Ouch. About all Rick Perry has going for him is his state’s economic environment during his tenure. And according to a University of Texas/Texas Tribune poll it seems even his constituents don’t think his policies created it.
A key part of Gov. Rick Perry’s pitch to Republican presidential primary voters is the performance of the state’s economy — especially in job creation — during his tenure as governor. But Texas voters, for the most part, are more likely to see him as a bystander to the state’s success than its driver, according to the new University of Texas/Texas Tribune poll.
Asked about the factors behind the state economy’s relative strength, 65 percent of those responding attributed it to long-standing advantages such as the state’s wealth of natural resources, its balanced budget, the absence of a state personal income tax and a lenient regulatory environment. Another 21 percent cited Perry’s leadership in promoting lower taxes, lenient regulation and small government as the main reason the Texas economy has fared better than the national economy.
This is unsurprising when you consider that the “Texas miracle” was anything but, unless you are prepared to give Ann Richards the GOP nomination as well (her job creation rate was similar to Perry’s during her tenure, and George W. Bush’s was better). When you take out the stimulus funds that Perry used to plug the shortfall in his state’s budget his record is even shakier. This poll reaffirms what we have been saying for some time now. Perry’s record does not hold up under scrutiny.

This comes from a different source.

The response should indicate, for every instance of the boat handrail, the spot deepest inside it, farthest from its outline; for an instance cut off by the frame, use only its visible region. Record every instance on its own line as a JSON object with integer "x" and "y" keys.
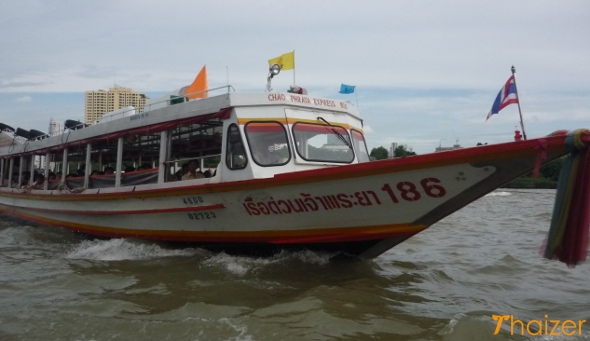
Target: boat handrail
{"x": 168, "y": 162}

Before you posit that the poll must have been incorrectly sampled, 52% of the respondents claimed to be from slightly to strongly conservative. Only 17% identified themselves as liberal and 25% were “in the middle.” The fact is that the conditions that helped Texas succeed during the recession have been in place for many years. Add lavish portions of stimulus money to the equation and you have yourself a genuine smoke and mirrors candidate.